Hillary Clinton's Debate Advice To Kamala Harris: Trump 'Can Be Rattled,' 'Bait Him'

Speaking to The New York Times, Clinton said her tactics from 2016's presidential debates show how to expose Donald Trump's weaknesses.
Donald Trump and Hillary Clinton spar at the 2016 presidential debate.
Donald Trump and Hillary Clinton spar at the 2016 presidential debate.
Associated Press

Hillary Clinton offered Democratic Vice President Kamala Harris straightforward advice for taking on Republican rival Donald Trump at the upcoming presidential debate: Bait him.

Clinton, who lost the 2016 White House race to Trump, said in a New York Times interview published on Saturday that the Republican “is going with a scorched-earth approach and will just try to tear her [Harris] down, which is his usual go-to strategy.”

To combat Trump, Clinton suggested that Harris go on the offensive, arguing that this would hit directly at Trump’s weaknesses.

“She just should not be baited. She should bait him.
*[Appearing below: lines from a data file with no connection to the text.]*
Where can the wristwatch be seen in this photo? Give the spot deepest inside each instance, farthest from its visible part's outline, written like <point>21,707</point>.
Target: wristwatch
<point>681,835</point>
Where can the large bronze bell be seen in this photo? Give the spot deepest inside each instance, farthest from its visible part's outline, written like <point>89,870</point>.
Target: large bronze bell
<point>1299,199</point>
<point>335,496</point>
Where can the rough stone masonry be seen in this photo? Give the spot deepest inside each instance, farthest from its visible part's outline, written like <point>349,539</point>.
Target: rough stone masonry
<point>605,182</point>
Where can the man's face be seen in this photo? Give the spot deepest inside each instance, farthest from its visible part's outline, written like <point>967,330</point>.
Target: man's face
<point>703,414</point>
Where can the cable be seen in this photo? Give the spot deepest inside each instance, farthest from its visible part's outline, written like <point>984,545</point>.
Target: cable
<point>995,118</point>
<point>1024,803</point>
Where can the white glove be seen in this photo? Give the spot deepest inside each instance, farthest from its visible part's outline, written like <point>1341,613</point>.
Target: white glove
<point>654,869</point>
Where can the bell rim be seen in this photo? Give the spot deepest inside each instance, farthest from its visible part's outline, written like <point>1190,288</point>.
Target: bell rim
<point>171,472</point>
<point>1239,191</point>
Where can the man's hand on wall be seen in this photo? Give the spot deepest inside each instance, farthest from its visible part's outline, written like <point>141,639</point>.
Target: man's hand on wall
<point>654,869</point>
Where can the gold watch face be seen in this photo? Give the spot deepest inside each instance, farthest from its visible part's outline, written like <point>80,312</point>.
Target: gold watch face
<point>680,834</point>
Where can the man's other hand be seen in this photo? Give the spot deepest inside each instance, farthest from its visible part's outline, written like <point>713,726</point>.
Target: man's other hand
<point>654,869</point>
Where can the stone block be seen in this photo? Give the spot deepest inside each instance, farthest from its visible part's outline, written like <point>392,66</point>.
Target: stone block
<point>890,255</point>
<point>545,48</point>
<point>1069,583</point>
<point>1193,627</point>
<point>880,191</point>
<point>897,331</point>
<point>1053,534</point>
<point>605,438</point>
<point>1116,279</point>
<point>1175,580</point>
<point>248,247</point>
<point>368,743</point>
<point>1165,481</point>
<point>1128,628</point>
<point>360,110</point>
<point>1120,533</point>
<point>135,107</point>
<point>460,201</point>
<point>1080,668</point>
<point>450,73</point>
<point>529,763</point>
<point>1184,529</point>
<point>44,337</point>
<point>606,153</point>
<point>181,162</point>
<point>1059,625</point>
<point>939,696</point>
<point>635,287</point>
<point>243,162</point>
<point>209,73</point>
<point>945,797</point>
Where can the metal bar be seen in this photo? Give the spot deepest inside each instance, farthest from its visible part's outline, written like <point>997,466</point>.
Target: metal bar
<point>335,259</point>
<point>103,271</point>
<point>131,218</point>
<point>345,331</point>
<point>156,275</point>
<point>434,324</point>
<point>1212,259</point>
He can be rattled,” Clinton told the Times. “He doesn’t know how to respond to substantive, direct attacks.”

Earlier this week, Harris reluctantly agreed to ABC News’ debate rules, which state that candidates’ microphones will only be turned on when it is their turn to speak. That rule had also been implemented in Trump’s June debate against President Joe Biden, who was the presumptive Democratic nominee before his disastrous debate performance led him to drop his reelection bid.

In a letter to ABC News, Harris’ campaign said that the vice president would be “fundamentally disadvantaged” by the format of the debate, “which will serve to shield Donald Trump from direct exchanges with [Harris].”
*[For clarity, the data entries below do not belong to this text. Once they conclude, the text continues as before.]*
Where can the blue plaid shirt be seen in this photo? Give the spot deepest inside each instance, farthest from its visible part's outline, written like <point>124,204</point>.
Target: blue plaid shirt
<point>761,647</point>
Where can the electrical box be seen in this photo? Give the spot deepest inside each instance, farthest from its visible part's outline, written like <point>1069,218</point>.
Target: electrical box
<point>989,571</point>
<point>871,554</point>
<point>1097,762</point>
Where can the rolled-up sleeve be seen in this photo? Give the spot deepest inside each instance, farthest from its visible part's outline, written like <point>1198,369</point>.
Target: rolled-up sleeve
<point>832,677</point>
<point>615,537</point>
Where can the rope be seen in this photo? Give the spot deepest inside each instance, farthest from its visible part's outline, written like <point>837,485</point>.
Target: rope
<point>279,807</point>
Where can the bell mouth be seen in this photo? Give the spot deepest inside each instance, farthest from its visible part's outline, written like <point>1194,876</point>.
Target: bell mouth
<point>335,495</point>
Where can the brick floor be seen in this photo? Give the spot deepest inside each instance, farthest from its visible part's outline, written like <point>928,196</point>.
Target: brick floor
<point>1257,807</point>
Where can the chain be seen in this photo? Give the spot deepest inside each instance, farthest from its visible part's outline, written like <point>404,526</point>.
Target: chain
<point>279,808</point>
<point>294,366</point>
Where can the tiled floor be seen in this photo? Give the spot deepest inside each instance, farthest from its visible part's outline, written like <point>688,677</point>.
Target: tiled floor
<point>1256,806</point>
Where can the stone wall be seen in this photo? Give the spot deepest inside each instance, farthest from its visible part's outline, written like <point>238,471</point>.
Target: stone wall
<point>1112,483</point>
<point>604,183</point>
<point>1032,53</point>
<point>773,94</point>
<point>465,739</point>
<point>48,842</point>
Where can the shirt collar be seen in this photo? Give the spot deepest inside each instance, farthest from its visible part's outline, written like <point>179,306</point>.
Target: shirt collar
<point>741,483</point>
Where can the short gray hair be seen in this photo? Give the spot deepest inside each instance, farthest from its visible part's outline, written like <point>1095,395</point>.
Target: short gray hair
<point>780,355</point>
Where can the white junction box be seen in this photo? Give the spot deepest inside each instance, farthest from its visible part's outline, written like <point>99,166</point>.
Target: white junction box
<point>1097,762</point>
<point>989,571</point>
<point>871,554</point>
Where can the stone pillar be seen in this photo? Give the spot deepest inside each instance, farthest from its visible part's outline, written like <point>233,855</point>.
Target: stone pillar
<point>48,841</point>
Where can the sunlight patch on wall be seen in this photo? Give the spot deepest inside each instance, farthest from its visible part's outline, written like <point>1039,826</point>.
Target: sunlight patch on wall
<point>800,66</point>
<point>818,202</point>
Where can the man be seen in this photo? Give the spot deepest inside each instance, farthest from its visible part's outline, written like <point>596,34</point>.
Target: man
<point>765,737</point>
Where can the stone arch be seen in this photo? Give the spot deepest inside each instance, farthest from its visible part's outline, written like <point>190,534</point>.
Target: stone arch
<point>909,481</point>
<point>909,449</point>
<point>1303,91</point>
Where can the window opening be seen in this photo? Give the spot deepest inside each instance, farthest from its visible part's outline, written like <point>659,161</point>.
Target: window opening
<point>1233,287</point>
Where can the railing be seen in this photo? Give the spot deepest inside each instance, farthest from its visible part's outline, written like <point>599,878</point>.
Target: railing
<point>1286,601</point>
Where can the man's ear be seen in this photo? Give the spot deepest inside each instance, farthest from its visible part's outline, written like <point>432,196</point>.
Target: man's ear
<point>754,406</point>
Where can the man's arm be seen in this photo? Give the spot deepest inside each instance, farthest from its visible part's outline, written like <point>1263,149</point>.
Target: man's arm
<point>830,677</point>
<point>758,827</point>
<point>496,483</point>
Her camp further said that it agreed to the format because Trump “is a risk to skip the debate altogether,” adding, “We do not want to jeopardise the debate.”

The Trump campaign, for its part, said in a statement that “We are thrilled that Kamala Harris and her team of Biden campaign leftovers ... have finally accepted the already agreed upon rules of the debate,” nodding to Biden’s earlier preference for muted microphones.

During the 2016 and 2020 presidential debates, Trump was known to frequently interrupt Clinton, Biden and moderators, who struggled to tame Trump’s aggression. An analysis by The Washington Post’s The Fix estimated that Trump was responsible for more than three-fourths of the interruptions that took place during one 2020 debate, with Biden accounting for the rest.

In a September 2016 debate against Clinton, Vox found that Trump interrupted her 51 times, with 25 of those disruptions happening in the first 26 minutes of the event. Clinton, on the other hand, was recorded interrupting Trump 17 times.

In the Times interview, Clinton pointed to a moment in an October 2016 debate when she called Trump a “puppet” for Russian President Vladimir Putin, citing this as an example of how to expose Trump’s weaknesses.

“I mean, when I said he was a Russian puppet and he just sputtered onstage,” Clinton told the paper, “I think that’s an example of how you get out a fact about him that really unnerves him.”

During that infamous debate, Trump claimed that Putin had “no respect” for the former secretary of state, to which Clinton replied, “That’s because he’d rather have a puppet as president of the United States.”

As Clinton continued to speak, Trump talked over her, saying: “No puppet, no puppet. You’re the puppet.”

Harris and Trump are scheduled to meet at the National Constitution Center in Philadelphia for Tuesday’s debate, hosted by ABC News.